AT FAZENDA FLORESTA, in Heliodora, southern Minas Gerais, 20 workers were rescued from conditions analogous to slavery in August 2021. New evidence obtained by Repórter Brasil indicates, however, that even after the slave-labor case, the property remained certified by C.A.F.E. Practices, the Starbucks coffee chain’s program for verifying good practices.
This is the first time evidence has come to light that Starbucks’ seal was maintained for a Brazilian farm after a slave-labor case. The story is detailed in the report “STARBUCKS: New cases of modern slavery involving the multinational’s coffee suppliers,” published on Monday (27) by Repórter Brasil.
According to the inspection report by auditors from Brazil’s Ministry of Labor and Employment (MTE), the victims at Fazenda Floresta suffered illegal deductions from their wages and slept in dormitories without ceiling lining and with gaps in the walls. One of the rooms used by the group was next to an area with open sewage, according to the same document, which deemed the conditions imposed on the workforce degrading.

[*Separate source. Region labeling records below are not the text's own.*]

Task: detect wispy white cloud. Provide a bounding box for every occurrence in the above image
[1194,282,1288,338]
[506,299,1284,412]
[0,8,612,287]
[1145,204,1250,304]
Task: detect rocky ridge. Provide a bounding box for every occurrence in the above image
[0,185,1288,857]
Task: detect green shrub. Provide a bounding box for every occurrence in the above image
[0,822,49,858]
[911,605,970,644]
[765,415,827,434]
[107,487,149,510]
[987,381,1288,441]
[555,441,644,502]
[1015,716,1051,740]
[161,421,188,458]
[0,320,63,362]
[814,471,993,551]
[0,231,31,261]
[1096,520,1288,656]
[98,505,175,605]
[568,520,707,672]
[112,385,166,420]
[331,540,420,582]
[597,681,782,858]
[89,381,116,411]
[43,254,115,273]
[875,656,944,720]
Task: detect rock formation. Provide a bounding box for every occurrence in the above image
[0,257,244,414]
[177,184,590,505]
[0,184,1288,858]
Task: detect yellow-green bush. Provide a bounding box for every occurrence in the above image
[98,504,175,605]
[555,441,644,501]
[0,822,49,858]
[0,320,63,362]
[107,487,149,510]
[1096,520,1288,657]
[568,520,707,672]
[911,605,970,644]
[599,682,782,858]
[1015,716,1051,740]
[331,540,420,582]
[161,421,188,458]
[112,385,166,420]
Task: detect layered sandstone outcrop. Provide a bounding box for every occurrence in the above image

Due to the case, the owner of Fazenda Floresta, producer Guilherme Sodré Alckmin Júnior, was included in April 2023 on the government’s Dirty List of employers held responsible for slave labor. Inclusion occurs only after the right to defense in two administrative instances at the MTE.
Workers rescued from Fazenda Floresta reported that personal protective equipment, such as gloves and boots, was deducted from their wages, which violates Brazilian labor law (Photo: Archive/ADERE)
Even after his inclusion on the Dirty List, however, the property remained certified by C.A.F.E. Practices. That is what the producer claims in an extrajudicial notice from October 2023, obtained by Repórter Brasil in August of this year. The document was attached to a lawsuit filed against the farmer by the Brazilian subsidiary of the European multinational Louis Dreyfus Company (LDC). In the notice, the producer’s legal counsel asserted that Fazenda Floresta then held C.A.F.E. Practices certification, valid until July 2024.
LDC is listed as a Starbucks coffee supplier. In the lawsuit, the company sought to terminate three coffee purchase-and-sale contracts signed with Alckmin Júnior in 2020 for delivery of 1,200 bags in subsequent harvests. Documents reviewed by the reporters indicated that the coffee delivered had to come from lots certified under the C.A.F.E. Practices program.